Marcel Winatschek

What the Opening Ceremony Won’t Show

The 22nd Winter Olympics opened in Sochi on February 7—which means the world spent that week watching Russia perform internationalism and sportsmanship for a global audience while, not far from the cameras, people were being beaten in the street for being gay.

Human Rights Watch published a video just before the Games began—footage of young men in Russia attacking LGBT people in public, filming the attacks themselves, posting the recordings online. The perpetrators weren’t hiding. Most were teenagers who seemed genuinely convinced they were doing something righteous. In their understanding, gay and bisexual people are sick, and violence is a reasonable treatment. Putin’s anti-gay propaganda law, passed in 2013, didn’t invent this attitude—it licensed it. It turned a prejudice into policy and policy into permission.

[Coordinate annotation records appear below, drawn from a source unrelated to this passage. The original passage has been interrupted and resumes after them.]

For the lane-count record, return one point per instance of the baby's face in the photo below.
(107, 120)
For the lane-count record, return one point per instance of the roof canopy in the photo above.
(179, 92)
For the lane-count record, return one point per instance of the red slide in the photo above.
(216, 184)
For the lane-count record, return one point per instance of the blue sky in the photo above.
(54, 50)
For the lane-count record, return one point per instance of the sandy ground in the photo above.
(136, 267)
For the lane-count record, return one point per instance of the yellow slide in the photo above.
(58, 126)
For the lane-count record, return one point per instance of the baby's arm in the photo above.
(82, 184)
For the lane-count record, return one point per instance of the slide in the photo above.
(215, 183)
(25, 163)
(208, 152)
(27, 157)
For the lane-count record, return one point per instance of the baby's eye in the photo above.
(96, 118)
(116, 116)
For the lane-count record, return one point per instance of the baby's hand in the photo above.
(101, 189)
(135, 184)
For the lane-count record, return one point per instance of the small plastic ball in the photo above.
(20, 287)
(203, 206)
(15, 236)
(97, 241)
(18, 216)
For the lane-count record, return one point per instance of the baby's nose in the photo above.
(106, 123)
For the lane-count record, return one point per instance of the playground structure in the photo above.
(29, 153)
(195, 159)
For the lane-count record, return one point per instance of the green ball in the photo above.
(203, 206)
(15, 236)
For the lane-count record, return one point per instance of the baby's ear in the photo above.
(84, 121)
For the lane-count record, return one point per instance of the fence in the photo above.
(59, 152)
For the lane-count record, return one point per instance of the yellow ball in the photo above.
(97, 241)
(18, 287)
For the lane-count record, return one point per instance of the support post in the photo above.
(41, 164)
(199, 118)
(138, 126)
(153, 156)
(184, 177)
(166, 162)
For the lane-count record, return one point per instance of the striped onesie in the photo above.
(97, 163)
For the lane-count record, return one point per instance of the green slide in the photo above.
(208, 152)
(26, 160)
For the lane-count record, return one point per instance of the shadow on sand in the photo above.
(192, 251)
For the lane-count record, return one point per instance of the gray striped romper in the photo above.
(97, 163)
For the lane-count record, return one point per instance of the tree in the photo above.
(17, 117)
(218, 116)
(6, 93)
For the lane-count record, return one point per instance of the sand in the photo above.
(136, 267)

The IOC chose Sochi anyway. The sponsors chose Sochi anyway. The athletes mostly came anyway, and I don’t entirely blame them—four years of training is four years of training, and it’s easy for the rest of us to say they should have stayed home. But the spectacle itself isn’t complicated. A country that beats people in the street and then lights a torch and asks the world to watch isn’t presenting an ambiguous proposition.

I watched some of the opening ceremony. The production values were extraordinary. You almost forget, for a few minutes, what you know.